Por una parte, el recelo de que la lucha contra la corrupción adquiera nuevos y acentuados derroteros; y segundo, la expectativa permanente, respecto a las propuestas presidenciales de conducción del país. Algo que es clave en la economía de la nación y en la estabilidad de los flujos de divisas en la balanza de pagos.
Es de notar aquí que tanto Perú, como Uruguay, Colombia y Panamá, son naciones en las cuales la crisis financiera de 2008 tuvo efectos más bien marginales.
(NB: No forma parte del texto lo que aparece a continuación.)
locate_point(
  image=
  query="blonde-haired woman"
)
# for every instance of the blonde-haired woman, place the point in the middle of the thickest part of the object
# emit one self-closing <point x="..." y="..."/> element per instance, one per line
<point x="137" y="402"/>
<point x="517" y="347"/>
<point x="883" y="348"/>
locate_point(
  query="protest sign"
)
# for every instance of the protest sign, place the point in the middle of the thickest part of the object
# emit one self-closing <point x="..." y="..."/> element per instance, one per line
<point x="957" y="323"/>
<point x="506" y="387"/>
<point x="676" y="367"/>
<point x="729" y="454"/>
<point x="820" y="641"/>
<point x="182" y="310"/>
Uno de los mayores problemas en cuanto a la mejora de la calidad de vida de grandes sectores sociales, es que ese crecimiento no se ha traducido en una mejora generalizada de empleo, condiciones de salud, vivienda e infraestructura. De nuevo, se presenta el caso de crecimiento concentrado en sectores tradicionales de poder, sin que exista el efecto derrame, que las políticas neoclásicas entusiastamente han divulgado desde hace casi cuarenta años.
En las condiciones actuales, existiría la probabilidad de dos vertientes de acción en la gobernabilidad, esto es, respecto a la relación entre Ejecutivo y Legislativo.
Una de ellas es que el Congreso se muestre anuente con las iniciativas presidenciales. Se requeriría de hacer ajustes a las normas de política vigentes. Eso demandará esfuerzos convergentes entre los partidos. Una especie de cooperación ahora y luego competencia entre ellos: se trataría de la práctica de la “coopetencia”.
Una segunda vía de acción consistiría, en que el Legislativo -presa de intereses más de corto plazo- persistiera en su lucha contra el Ejecutivo. Esto tendería a paralizar al país y a exacerbar problemas de inversión en la economía real. La que se relaciona con bienes, servicios y empleo.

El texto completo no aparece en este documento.